Suppose you find that your VPS is a bit sluggish or not performing as expected. Here are some things you can do to check up on its performance.

Basics first

If you haven’t restarted your VPS recently, then this is the first step. Rebooting your VPS will clear out any stale processes, providing a fresh start.

It’s a good idea to do this regularly, and it’s the first place to start.

Distance and Latency

The first thing to note is that you will always experience some latency between your device and the VPS. A VPS works by compressing the screen image on the remote desktop and sending it to you.

If you are based a long way from the UK, the screen image still needs to reach you. Therefore, you will experience latency that reflects the distance. The longer the distance, the longer the latency.

Make sure you are up to date

You should also ensure that any Windows updates are applied to your server. If you don’t regularly update the server, it may start updating in the background, which can impact your performance.

If you have taken these items into account, then it’s time to start looking a bit deeper at the key performance of the VPS. Here is how you would do that: –

1 — Open Task Manager

WayStepsWhen it helps
Keyboard shortcutPress Ctrl + Shift + EscWorks even if the taskbar is hidden or frozen
Taskbar menuRight-click a blank part of the taskbar → choose Task ManagerQuick when you can see the taskbar

(If you are on a remote desktop session, these shortcuts are sent to the server as long as the remote-desktop window is active.)


2 — Switch to More details

  1. When Task Manager first opens it may show a tiny list of open apps.
  2. Click More details at the bottom-left.
  3. Task Manager now shows several tabs across the top: Processes, Performance, Users, Details, Services.
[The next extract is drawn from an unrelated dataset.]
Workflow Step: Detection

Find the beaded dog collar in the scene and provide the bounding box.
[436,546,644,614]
3 — Understand the Processes tab

ColumnWhat it tells youFirst thing to look for
NameThe programme or service runningAnything unfamiliar or obviously out of place
CPU %How much processor time the item is using right nowItems stuck high (e.g. 50 – 100 %) for minutes
MemoryRAM in useOne process using far more RAM than the rest
Disk / NetworkCurrent read/write or network trafficSpikes that match slow-downs you feel

Tip: Click a column heading (e.g. CPU) to sort and bring the hungriest processes to the top.


4 — Read the Performance → CPU view

  1. Select the Performance tab.
  2. Choose CPU on the left.

You will see:

Item on screenPlain-English meaning
Utilisation % (large number)Overall CPU workload. Under ~70 % is comfortable; near 100 % for minutes means the server is straining.
SpeedCurrent clock speed in GHz. If this is well below the base speed printed on the server spec, the chip may be throttling to keep cool or save power.
Cores / Logical processorsReal cores vs. Hyper-Threading “virtual” cores. More means more tasks can run at once.
Up timeHow long since the last restart—handy for spotting unexpected reboots.
Mini graphsEach small graph is one core or thread. One graph pegged while others sit low shows a single-thread bottleneck.

If CPU usage looks fine but the server feels slow, click Memory, Disk or Ethernet on the left to see if another resource is the culprit.


Summary

  1. Ctrl + Shift + Esc to open Task Manager.
  2. Click More details once.
  3. Processes tab: sort by CPU or Memory to find greedy programmes.
  4. Performance → CPU: big utilisation number good? Great. Big number bad? Time to investigate.